Clearly, hooks shares a critical view of Western feminism and its habit of utilizing imperial standing to ignore the true landscape of feminist struggles globally. She paints a thorough picture of the effect that social context and varying identities can have on the demands of feminist activism and its cause. As feminism has progressed throughout the decades, the divisions in feminist thought have derived from the intersections of class, race, and other things such as nationality. The feminist scholars who have written careful analyses of the different intersections and how they ultimately affect the feminist movements are the feminist thinkers who have illuminated feminism in a way that will actually make it possible for a global feminist unity to occur. They bridge the gap from group to group, making pathways through which we can communicate and understand the separate manifestations of feminist thought and action to ultimately support and assist each other.

Within dark times the work of academia can seem almost futile. It becomes almost a habit to separate, not to reach out, to further divide and fold within oneself, like an armadillo in need of protection. Many radical movements and the radical work of fighting identity-based systemic oppression are seen as divisive efforts that deflect from the the greater good and the ultimate goal but the work of scholars like Hassim stands against against these ideas — these habits of dark times.
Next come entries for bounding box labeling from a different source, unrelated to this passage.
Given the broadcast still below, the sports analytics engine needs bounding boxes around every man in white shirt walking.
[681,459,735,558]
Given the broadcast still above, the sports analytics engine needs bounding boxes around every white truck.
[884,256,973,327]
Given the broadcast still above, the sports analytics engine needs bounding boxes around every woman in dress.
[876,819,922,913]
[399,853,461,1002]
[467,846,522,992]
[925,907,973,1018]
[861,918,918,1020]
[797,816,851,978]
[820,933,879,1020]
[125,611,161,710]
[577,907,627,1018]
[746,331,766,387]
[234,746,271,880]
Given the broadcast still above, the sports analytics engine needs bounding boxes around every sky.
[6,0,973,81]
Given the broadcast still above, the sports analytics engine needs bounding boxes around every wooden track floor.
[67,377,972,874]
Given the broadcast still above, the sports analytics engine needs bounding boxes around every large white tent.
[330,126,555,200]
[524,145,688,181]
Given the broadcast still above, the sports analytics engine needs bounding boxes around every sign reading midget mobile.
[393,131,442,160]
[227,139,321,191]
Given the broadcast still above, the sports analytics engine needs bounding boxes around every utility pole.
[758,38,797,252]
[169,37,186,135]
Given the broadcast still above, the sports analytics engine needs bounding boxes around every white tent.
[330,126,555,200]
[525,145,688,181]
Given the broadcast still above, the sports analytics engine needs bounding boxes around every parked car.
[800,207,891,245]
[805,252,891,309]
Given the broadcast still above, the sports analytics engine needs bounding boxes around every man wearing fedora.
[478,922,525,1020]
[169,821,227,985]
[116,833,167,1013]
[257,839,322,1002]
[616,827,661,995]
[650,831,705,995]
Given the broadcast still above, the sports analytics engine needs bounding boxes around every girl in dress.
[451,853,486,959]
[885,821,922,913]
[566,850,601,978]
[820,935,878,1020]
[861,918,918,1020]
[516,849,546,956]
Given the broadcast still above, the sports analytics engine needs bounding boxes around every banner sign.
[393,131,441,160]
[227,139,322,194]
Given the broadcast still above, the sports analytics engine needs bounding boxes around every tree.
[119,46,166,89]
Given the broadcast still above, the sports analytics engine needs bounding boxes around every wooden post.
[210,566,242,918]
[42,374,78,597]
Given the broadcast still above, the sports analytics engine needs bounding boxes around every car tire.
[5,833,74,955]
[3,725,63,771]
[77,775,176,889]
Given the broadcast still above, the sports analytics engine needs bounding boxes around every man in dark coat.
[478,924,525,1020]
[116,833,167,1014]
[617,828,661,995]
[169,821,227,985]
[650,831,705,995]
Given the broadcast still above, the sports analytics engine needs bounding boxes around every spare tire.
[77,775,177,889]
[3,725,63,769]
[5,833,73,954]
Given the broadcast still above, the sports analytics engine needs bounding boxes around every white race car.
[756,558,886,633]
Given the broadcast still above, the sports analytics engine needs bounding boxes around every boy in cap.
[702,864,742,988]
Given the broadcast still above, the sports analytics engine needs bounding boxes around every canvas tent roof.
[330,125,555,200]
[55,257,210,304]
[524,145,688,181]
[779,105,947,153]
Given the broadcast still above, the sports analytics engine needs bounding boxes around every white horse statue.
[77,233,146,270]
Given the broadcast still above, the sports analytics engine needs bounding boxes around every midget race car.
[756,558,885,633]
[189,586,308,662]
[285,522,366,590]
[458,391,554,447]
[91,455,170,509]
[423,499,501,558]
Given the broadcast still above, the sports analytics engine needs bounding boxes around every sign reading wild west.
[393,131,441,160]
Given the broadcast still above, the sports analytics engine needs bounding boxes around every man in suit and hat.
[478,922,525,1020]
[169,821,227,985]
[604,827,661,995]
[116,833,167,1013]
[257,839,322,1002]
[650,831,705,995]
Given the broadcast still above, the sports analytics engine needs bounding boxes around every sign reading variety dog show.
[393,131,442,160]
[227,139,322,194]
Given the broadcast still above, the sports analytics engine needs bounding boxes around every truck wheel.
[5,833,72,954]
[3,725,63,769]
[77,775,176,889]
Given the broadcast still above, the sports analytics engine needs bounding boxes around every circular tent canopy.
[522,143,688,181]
Despite writing specifically about South African nationality and its relation to its feminist movements, her work also illuminates the ways in which other nationalist movements manifest outside of an imperial core. Hassim illuminates for her readers, her students, and other feminist scholars the intersectional nature of every feminist movement and the need for communication and understanding among them — creating a bridge between the feminist thinkers around the globe in their struggle for liberation. When considering Hannah Arendt’s concept of the public and the private, it is clear that Hassim illuminates the public sphere by creating these bridges and opening up space for more women’s liberation movements in need of unity and support, a global illumination. She takes feminism away from the individual by highlighting that it is not just the experiences of one single woman but is instead the experiences of women from many different contexts, in all their specific differences, that furthers the development of feminist thought. Hers is an analysis that can be utilized or referenced when attempting to understand other feminist movements and the extraordinary variance between them and most importantly, why they have developed as they have. As a feminist scholar and educator, Shireen Hassim’s work provides light in a time of darkness by opening up pathways for unity and understanding, for critical analysis and human compassion.